Darrin Dorsey (born May 17, 1987) is an American-born Cambodian professional basketball player for Nadim Souaid Academy of the Lebanese Basketball League. He is a 1.88 m. tall point guard.

==High school career==
Dorsey played high school basketball at Glendale High School in Glendale, Arizona.

==College career==
After high school, Dorsey played college basketball at Bakersfield, Dakota Wesleyan and Berea College from 2007 to 2011.

==Professional career==
On September 7, 2015, he signed in France at Poitiers which is playing in the second division in 2015–2016 for 32,000 euros in season. In the 11th game, the team won its third consecutive victory by winning against Le Portel; Dorsey ends the match with 18 points in 7/10 shots including 2/4 at three points, 1 rebound and 4 assists in 29 minutes. The following weekend, Poitiers wins its fourth game in a row by beating Saint-Quentin; Dorsey had his best game with 30 points at 5/7 to 3-points shots, 6 rebounds and 2 assists for 30 devaluation in 36 minutes. He was named MVP of the January 2016 French Pro B championship with averages of 21 points, 4 rebounds and 4.5 assists over 34 minutes in the four league games of the month of January. His team beats Boulogne-sur-Mer and Dorsey was named MVP of the day finishing with 22 points to 7/8 to 5/8 shots including 3-pointers, 5 rebounds, 9 assists, 5 steals in 32 minutes. At the end of the season, the Poitiers club wanted to retain Dorsey but fails and replaces him with Steve McWhorter.
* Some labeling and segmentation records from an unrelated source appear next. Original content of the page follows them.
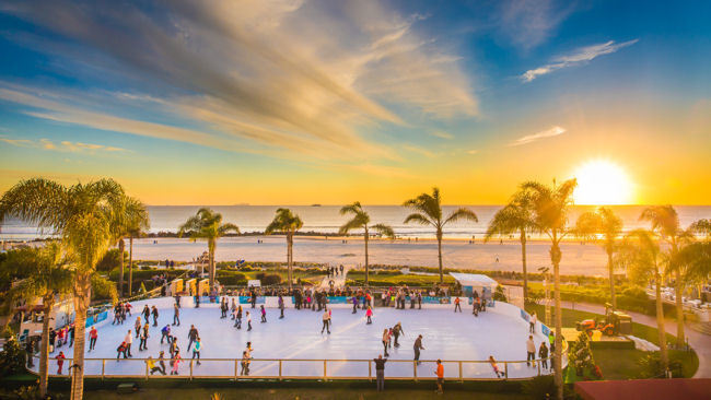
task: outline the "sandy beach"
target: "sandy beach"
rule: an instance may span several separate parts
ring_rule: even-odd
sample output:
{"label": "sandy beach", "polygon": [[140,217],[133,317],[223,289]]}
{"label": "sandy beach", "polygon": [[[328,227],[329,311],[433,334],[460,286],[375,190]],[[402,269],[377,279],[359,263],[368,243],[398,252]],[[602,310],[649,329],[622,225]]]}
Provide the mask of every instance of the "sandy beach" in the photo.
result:
{"label": "sandy beach", "polygon": [[[154,244],[155,240],[155,244]],[[261,240],[257,244],[257,240]],[[527,244],[528,269],[534,272],[539,267],[550,264],[545,240]],[[205,242],[190,242],[182,238],[145,238],[133,242],[133,258],[140,260],[173,259],[190,261],[207,250]],[[581,245],[579,242],[562,244],[563,258],[561,273],[605,275],[607,258],[599,246]],[[215,259],[231,261],[284,261],[287,245],[283,236],[224,237],[218,242]],[[435,240],[370,240],[370,263],[436,267]],[[473,270],[521,271],[521,245],[516,240],[499,240],[483,244],[477,240],[450,239],[442,244],[445,268]],[[497,262],[497,257],[499,262]],[[294,239],[294,260],[302,262],[327,262],[333,264],[359,266],[363,263],[362,238],[350,237],[346,243],[340,238],[296,237]]]}

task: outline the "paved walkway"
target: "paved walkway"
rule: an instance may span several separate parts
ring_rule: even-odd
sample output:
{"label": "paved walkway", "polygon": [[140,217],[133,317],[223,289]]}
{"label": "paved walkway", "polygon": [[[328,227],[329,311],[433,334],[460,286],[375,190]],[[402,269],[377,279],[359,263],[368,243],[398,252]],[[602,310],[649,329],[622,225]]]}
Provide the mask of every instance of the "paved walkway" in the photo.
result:
{"label": "paved walkway", "polygon": [[[588,303],[571,303],[571,302],[560,302],[563,308],[573,308],[581,311],[588,311],[595,314],[605,314],[605,307],[598,304],[588,304]],[[650,327],[656,328],[656,317],[652,317],[644,314],[625,311],[632,317],[633,322],[646,325]],[[687,322],[685,325],[686,329],[684,333],[689,341],[689,345],[696,351],[696,354],[699,356],[699,369],[693,375],[695,378],[711,378],[711,336],[698,332],[689,326]],[[664,321],[664,329],[667,333],[676,336],[676,320],[666,318]]]}

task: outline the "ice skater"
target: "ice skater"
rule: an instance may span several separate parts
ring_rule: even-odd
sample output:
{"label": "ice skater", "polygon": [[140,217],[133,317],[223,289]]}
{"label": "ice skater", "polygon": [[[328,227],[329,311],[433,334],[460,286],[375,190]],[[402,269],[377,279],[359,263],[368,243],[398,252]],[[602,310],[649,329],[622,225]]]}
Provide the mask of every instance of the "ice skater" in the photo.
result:
{"label": "ice skater", "polygon": [[424,350],[424,346],[422,345],[421,334],[419,334],[415,340],[415,345],[412,346],[412,350],[415,350],[415,361],[417,362],[417,365],[420,365],[420,350]]}
{"label": "ice skater", "polygon": [[320,328],[320,332],[324,333],[324,330],[326,330],[328,334],[330,334],[330,313],[328,313],[328,310],[324,310],[322,320],[324,326]]}

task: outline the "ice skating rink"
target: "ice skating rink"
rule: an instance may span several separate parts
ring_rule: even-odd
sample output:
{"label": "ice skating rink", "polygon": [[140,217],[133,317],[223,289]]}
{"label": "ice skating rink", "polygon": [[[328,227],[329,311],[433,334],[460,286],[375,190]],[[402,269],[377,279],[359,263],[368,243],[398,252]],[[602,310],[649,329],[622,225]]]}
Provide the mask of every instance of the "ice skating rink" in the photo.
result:
{"label": "ice skating rink", "polygon": [[[104,364],[105,375],[144,376],[145,363],[141,358],[152,356],[156,358],[159,352],[165,352],[170,358],[168,344],[161,344],[161,328],[173,321],[173,298],[155,298],[131,303],[132,316],[124,325],[112,325],[113,315],[106,321],[97,325],[98,340],[94,351],[89,352],[86,340],[85,375],[101,375],[102,361],[89,358],[110,358]],[[253,330],[247,331],[246,317],[243,327],[237,330],[234,321],[228,317],[220,318],[217,304],[201,304],[194,308],[190,297],[183,297],[180,308],[180,326],[171,326],[172,333],[177,337],[180,354],[185,358],[179,366],[179,375],[190,375],[189,358],[193,349],[187,351],[188,330],[190,325],[199,331],[202,342],[201,358],[226,358],[220,361],[203,360],[201,365],[193,365],[194,376],[234,377],[235,361],[241,358],[246,342],[253,346],[254,361],[250,366],[250,376],[278,377],[278,361],[259,361],[259,358],[281,358],[282,377],[324,377],[324,360],[327,362],[326,375],[330,378],[368,377],[368,360],[383,354],[382,337],[385,328],[401,322],[405,334],[400,337],[399,348],[389,350],[389,360],[386,365],[387,377],[412,378],[417,373],[420,378],[434,377],[436,358],[446,361],[445,376],[458,378],[459,368],[465,379],[493,379],[496,376],[488,363],[471,363],[471,361],[486,361],[493,355],[503,372],[508,368],[509,378],[523,378],[538,375],[539,365],[528,367],[525,363],[509,363],[504,361],[525,361],[526,340],[528,338],[528,323],[521,317],[521,310],[512,305],[498,302],[493,308],[480,313],[479,317],[471,314],[466,301],[462,302],[464,313],[453,313],[453,307],[434,306],[442,308],[426,309],[394,309],[385,307],[374,308],[373,323],[365,323],[365,311],[359,309],[351,314],[351,308],[333,308],[331,333],[322,330],[323,313],[312,310],[296,310],[287,308],[285,317],[279,319],[279,310],[267,308],[267,321],[260,323],[259,306],[250,311]],[[148,351],[139,351],[139,340],[135,338],[133,326],[136,317],[143,305],[156,305],[160,310],[159,326],[152,326],[148,339]],[[409,305],[408,305],[409,306]],[[340,305],[346,307],[346,305]],[[132,358],[116,361],[116,349],[124,340],[128,330],[133,333],[131,348]],[[547,340],[540,332],[540,323],[536,327],[534,341],[536,348],[543,340]],[[89,329],[86,330],[89,333]],[[418,334],[422,334],[421,365],[417,368],[412,363],[412,345]],[[59,351],[63,351],[69,358],[72,349],[63,345],[50,354],[54,358]],[[396,362],[407,361],[407,362]],[[462,366],[459,366],[462,361]],[[37,363],[38,364],[38,363]],[[69,360],[65,363],[63,373],[67,374]],[[49,363],[50,374],[57,372],[55,360]],[[166,362],[170,370],[171,366]],[[417,370],[416,370],[417,369]],[[543,369],[541,369],[543,370]],[[544,370],[547,373],[547,370]],[[371,370],[374,376],[374,364]],[[158,377],[160,374],[153,375]]]}

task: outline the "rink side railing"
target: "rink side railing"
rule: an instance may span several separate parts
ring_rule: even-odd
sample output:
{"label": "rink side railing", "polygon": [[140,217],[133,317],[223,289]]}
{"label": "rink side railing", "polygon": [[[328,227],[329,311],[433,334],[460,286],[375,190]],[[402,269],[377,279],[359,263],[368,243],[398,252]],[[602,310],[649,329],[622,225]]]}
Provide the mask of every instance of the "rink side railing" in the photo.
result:
{"label": "rink side railing", "polygon": [[[564,356],[564,354],[563,354]],[[37,358],[37,357],[35,357]],[[38,363],[38,360],[36,360]],[[85,373],[85,378],[128,378],[128,379],[230,379],[230,380],[248,380],[248,379],[308,379],[308,380],[373,380],[376,377],[374,360],[314,360],[314,358],[250,358],[248,375],[242,374],[242,358],[182,358],[178,364],[178,374],[171,375],[172,364],[170,358],[164,358],[165,374],[160,372],[152,374],[148,358],[84,358],[84,368],[90,368]],[[160,366],[158,358],[152,358],[155,366]],[[197,362],[201,365],[198,365]],[[532,361],[533,366],[527,366],[526,361],[497,361],[501,375],[497,376],[489,361],[446,361],[443,360],[444,378],[450,381],[465,380],[527,380],[536,376],[551,375],[552,357]],[[548,367],[544,367],[543,362],[547,362]],[[129,370],[126,370],[129,363]],[[214,374],[214,370],[205,373],[200,369],[207,365],[218,363],[219,370],[224,372]],[[96,373],[97,364],[101,364],[101,373]],[[563,360],[563,366],[566,365]],[[38,365],[38,364],[36,364]],[[56,374],[57,362],[49,360],[49,376],[51,377],[70,377],[67,367],[72,365],[72,358],[66,358],[62,374]],[[343,365],[349,368],[346,372],[339,372]],[[114,370],[116,366],[123,367],[123,370]],[[356,366],[356,368],[353,368]],[[434,370],[436,368],[435,360],[421,360],[419,363],[413,360],[387,360],[385,365],[385,379],[387,380],[431,380],[436,379]],[[210,368],[213,369],[213,368]],[[359,373],[353,373],[354,370]],[[524,372],[524,374],[520,374]],[[296,373],[296,374],[294,374]],[[520,376],[523,375],[523,376]]]}

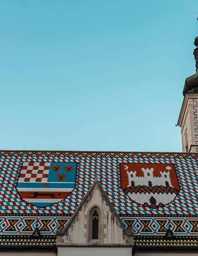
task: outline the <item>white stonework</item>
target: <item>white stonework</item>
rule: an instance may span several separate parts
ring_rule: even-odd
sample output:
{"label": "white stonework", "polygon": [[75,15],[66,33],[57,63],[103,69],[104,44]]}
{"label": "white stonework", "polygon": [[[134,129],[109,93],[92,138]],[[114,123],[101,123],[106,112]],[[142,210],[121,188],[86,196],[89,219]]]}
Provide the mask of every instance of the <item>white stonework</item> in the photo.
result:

On August 5, 2016, he stays in France and signs at ESSM Le Portel, promoted to first division in 2016–2017. During a pre-season camp, he sprained his ankle. However, he managed to be reinstated for the first game of the season and the reception of Nanterre 92; his team lost 65–84 and Dorsey finished with 16 points (8 of 15 shots), 3 rebounds, 2 assists in 28 minutes. On October 22, 2017, he signed for the club Élan Chalon.

On July 24, 2018, he agreed to a deal with Greek team Holargos. He left the club during the season and joined U-BT Cluj-Napoca of the Liga Națională.

On August 12, 2019, he has signed with Neptūnas Klaipėda of the Lithuanian Basketball League.

On November 24, 2021, he has signed with Trefl Sopot of the Polish Basketball League.

==National team==
Dorsey represented Cambodia at the 2023 Southeast Asian Games in 3x3 basketball helping win a gold medal for the host country.